7. In our view, the facts of the present case require this Court to exercise
the discretion vested under Article 226 of the Constitution of India to step
out of the "normal" rule and grant the relief. The said power has been
recognized / upheld in the judgment (supra) also and we find the present to
be a fit case for exercise thereof. As aforesaid, the facts are not in dispute.
8. The reasons for which we chose to exercise the said power, which the
Apex Court in the judgment (supra) has held is to be exercised sparingly,
are:
(i) The seizure of the principal amount of `4,50,000/- has been held to be
without authority of law - ordinarily, upon it being so held, it is the duty of
the Adjudicating Authority/Appellate Authority to ensure that the amounts
seized without authority of law are refunded at the earliest; however in the
present case the Appellate Tribunal for Foreign Exchange instead of
ensuring so, the appellant got refund of the principal amount also after much
cajoling;
(ii) The facts of the present case fall in the category (v) as laid down in
Godavari Sugar Mills Ltd. (supra) inasmuch as the facts are not in dispute -
the seizure of money was in the nature of tax collected without authority of
law and upon it being held so, it became the duty of the respondent to refund
the same and the said duty to refund the same is coupled with the duty to
refund any accretion thereon. The seizure by the respondent of the sum of
`4,50,000/- before adjudication was in exercise of the power conferred
under the statute; else ordinarily the demand could have been made on the
appellant only after adjudication; such power of seizure has to be necessarily
read with a corresponding obligation/duty to, upon the person from whom
seizure is made being not found liable, to refund the same; during the
interregnum the seized goods/money remain with the respondent in trust
and/or for the benefit of the person from whom seizure is made, if ultimately
not found liable; axiomatically any accretion on the said amount during the
time when the money/goods remain in trust would be to the benefit of the
owner and cannot be permitted to remain with the respondent who is
ultimately found to have wrongly effected the seizure. If it were to be held
otherwise, it would tantamount to allowing the benefits/profits so accrued to
be retained by the wrongdoer; though action of wrongful seizure is
undoubtedly protected under Section 78 of FERA / Section 44 of FEMA but
such protection cannot extend to also reaping benefits therefrom.

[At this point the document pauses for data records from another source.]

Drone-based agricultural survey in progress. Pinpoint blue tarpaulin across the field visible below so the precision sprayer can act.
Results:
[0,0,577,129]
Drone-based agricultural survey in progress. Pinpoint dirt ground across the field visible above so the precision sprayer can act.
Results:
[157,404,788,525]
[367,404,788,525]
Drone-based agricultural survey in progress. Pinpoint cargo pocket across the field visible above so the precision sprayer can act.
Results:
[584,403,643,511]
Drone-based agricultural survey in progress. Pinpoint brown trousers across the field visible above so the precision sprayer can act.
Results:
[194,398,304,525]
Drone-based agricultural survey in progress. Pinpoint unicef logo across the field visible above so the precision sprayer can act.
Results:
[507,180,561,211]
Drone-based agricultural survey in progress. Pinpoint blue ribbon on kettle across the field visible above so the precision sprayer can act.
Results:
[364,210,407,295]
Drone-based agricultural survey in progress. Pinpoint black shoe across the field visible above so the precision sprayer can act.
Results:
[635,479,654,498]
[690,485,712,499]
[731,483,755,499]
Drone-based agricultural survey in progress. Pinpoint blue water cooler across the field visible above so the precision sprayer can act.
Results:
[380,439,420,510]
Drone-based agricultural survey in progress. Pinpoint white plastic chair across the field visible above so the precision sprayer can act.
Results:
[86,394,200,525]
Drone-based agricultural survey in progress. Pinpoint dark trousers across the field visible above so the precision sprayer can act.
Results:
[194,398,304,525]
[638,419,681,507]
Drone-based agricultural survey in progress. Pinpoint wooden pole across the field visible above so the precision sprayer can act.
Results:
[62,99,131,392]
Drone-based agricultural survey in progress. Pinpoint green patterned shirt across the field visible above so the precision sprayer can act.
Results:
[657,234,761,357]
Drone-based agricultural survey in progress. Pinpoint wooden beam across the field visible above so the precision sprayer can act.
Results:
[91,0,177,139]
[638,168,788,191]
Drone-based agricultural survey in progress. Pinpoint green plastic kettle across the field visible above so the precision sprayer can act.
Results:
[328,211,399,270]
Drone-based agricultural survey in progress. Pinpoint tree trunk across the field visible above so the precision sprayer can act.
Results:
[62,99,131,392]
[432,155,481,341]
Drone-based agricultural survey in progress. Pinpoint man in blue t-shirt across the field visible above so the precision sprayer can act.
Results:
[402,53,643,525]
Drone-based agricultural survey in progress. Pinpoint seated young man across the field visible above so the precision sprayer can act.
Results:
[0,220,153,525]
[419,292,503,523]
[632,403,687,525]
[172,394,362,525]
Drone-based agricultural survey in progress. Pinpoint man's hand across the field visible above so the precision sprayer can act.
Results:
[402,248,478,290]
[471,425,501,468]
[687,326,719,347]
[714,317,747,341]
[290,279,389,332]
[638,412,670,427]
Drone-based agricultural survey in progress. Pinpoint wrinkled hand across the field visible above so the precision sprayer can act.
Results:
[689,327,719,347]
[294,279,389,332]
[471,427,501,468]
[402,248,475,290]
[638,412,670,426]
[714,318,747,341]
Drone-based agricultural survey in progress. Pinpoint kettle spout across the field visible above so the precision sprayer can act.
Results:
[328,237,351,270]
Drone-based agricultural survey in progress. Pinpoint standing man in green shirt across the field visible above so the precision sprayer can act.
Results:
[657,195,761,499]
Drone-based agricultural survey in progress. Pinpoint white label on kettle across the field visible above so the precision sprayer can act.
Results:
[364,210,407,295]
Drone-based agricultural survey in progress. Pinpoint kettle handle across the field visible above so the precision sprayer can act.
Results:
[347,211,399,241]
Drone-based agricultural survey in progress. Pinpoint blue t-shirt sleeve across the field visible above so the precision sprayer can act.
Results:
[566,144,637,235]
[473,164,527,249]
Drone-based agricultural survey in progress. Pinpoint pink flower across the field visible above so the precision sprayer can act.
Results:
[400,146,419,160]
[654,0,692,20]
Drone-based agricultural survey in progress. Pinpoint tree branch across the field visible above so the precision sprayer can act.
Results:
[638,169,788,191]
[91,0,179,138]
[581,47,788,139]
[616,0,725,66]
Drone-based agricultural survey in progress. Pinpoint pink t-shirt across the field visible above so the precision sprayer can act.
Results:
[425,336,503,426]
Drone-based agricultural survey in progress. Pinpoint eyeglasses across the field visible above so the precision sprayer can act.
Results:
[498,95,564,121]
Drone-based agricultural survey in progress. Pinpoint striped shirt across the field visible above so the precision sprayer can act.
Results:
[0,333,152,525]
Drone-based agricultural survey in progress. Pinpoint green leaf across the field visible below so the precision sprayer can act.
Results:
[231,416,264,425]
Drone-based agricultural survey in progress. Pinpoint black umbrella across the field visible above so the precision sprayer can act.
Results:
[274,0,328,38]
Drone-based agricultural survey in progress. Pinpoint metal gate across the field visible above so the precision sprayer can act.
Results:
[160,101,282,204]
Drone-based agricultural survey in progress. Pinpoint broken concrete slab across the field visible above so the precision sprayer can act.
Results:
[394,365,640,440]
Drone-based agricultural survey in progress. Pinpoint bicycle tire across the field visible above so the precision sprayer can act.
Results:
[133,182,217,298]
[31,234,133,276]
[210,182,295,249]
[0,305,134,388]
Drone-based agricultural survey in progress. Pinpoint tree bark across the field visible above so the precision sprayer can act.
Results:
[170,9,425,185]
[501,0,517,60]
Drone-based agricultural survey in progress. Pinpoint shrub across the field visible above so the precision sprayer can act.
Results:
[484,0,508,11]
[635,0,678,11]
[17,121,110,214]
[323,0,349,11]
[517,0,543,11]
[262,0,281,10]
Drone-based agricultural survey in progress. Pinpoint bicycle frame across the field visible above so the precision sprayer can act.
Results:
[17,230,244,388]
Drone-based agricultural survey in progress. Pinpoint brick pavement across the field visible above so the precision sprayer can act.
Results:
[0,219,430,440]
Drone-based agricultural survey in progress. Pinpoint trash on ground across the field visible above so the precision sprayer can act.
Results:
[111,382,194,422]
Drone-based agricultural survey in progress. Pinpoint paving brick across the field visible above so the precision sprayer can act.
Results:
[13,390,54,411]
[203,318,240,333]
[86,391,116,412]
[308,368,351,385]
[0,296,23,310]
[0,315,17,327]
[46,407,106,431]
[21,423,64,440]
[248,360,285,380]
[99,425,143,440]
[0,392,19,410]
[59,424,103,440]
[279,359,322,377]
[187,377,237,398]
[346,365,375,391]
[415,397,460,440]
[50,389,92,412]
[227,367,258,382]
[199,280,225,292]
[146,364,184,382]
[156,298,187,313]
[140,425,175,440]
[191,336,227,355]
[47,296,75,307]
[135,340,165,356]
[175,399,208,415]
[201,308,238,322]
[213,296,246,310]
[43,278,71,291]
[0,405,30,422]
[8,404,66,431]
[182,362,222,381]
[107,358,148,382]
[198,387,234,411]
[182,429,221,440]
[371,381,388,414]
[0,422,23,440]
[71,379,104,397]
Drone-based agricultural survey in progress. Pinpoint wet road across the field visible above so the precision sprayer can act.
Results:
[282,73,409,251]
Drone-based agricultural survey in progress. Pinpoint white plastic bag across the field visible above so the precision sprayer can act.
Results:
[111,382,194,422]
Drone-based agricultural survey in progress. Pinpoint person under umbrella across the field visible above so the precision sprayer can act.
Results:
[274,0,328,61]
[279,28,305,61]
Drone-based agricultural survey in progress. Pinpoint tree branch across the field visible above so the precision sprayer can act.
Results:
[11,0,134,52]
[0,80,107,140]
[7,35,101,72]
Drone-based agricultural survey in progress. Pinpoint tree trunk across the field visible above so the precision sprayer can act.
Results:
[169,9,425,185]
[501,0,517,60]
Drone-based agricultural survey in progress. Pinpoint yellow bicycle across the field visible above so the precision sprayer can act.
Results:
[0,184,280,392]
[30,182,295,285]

9. The Apex Court in Standard Chartered Bank Vs. The Custodian
(2000) 6 SCC 427 extended the principle of accretion to seizure of shares
under the Special Court (Trial of Offences Relating to Transactions in
Securities) Act, 1992. We see no reason as to why the said principle should
not extend to the facts of the present case also.
10. It is not as if the claim of the appellant for interest requires any
adjudication. The appellant from the date of seizure till 1st December, 2009
is claiming only that amount towards interest which the respondent itself
has earned on the seized amounts. Significantly, the respondent also did not
transfer the seized amount to its own coffers. Being fully aware that the
principal amount till adjudication was held by them in trust, the same was
kept in a fixed deposit. It is thus not as if the claim of the appellant for
which mandamus is claimed requires any adjudication. The only question as
aforesaid is whether the respondent having been found to have wrongfully
seized and retained the money can also be allowed to retain the benefits
accrued thereon. There is thus no adjudication required for which the
appellant needs to be relegated to a Civil Suit.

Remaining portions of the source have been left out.